Kommentar Seehofers Familiennachzug: Der Sound des Stammtischs
Geflüchtete können bald wieder ihre Familie nachholen. Das Heimatministerium legt allerdings Ausnahmen fest – sie sind plump und populistisch.
S ein Ministerium ist auch für Heimat zuständig, der Islam gehört für ihn nicht zu Deutschland und Führungsposten besetzt er ausschließlich mit Männern: Der neue Innenminister Horst Seehofer (CSU) hält die deutsche Öffentlichkeit beschäftigt.
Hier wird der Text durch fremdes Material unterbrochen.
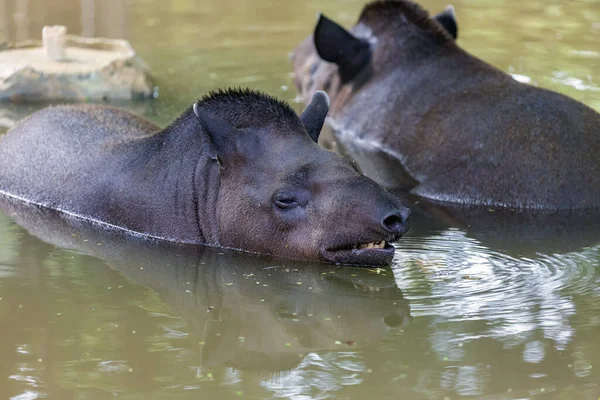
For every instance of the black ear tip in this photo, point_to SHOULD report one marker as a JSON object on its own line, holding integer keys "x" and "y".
{"x": 321, "y": 97}
{"x": 322, "y": 20}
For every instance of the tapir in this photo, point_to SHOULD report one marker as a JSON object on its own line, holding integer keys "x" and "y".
{"x": 237, "y": 169}
{"x": 420, "y": 114}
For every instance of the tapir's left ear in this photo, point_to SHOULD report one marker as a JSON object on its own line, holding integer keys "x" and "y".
{"x": 447, "y": 19}
{"x": 314, "y": 116}
{"x": 336, "y": 45}
{"x": 222, "y": 135}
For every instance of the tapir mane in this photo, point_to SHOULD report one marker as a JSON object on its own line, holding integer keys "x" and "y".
{"x": 244, "y": 108}
{"x": 385, "y": 13}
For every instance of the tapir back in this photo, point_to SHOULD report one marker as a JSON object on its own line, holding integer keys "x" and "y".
{"x": 59, "y": 149}
{"x": 417, "y": 112}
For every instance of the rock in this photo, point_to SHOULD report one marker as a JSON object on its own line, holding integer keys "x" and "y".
{"x": 69, "y": 67}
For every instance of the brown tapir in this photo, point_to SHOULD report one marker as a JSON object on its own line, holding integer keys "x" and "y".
{"x": 419, "y": 113}
{"x": 238, "y": 169}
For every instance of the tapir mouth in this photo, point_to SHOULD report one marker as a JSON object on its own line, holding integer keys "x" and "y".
{"x": 363, "y": 253}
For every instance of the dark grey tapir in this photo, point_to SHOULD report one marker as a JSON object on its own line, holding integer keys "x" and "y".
{"x": 418, "y": 113}
{"x": 239, "y": 169}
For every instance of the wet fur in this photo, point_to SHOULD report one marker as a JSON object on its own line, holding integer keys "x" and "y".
{"x": 447, "y": 126}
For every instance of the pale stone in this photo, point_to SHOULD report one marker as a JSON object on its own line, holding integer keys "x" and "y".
{"x": 92, "y": 69}
{"x": 54, "y": 41}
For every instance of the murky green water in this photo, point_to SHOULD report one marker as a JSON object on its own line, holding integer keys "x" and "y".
{"x": 490, "y": 304}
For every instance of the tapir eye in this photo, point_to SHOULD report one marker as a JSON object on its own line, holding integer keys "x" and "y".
{"x": 285, "y": 202}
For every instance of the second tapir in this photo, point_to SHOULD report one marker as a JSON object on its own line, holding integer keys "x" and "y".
{"x": 239, "y": 169}
{"x": 419, "y": 113}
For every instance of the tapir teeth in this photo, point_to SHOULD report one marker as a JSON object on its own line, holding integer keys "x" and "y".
{"x": 372, "y": 245}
Allerdings eher auf einer diskursiven denn einer realpolitischen Ebene: Die abstrakten Heimatdiskussionen, das Verhältnis zum Islam und die Frage, welches Deutschland durch die neue Führungsriege repräsentiert wird, ließen fast vergessen, dass aus diesem Ministerium nicht nur Debattenanstöße, sondern harte Gesetzesverschärfungen zu erwarten sind.
Das dürfte sich jetzt ändern: Der seit Dienstag kursierende Entwurf für eine Neuregelung des Familiennachzugs lässt die Marschrichtung erahnen. Nach langem Ringen hatten CDU und SPD beschlossen, die aktuelle Aussetzung des Familiennachzugs im August zu beenden. Monatlich 1.000 Personen sollen dann wieder zu ihren hier lebenden Ehepartnern, Eltern oder minderjährigen Kindern nachziehen können.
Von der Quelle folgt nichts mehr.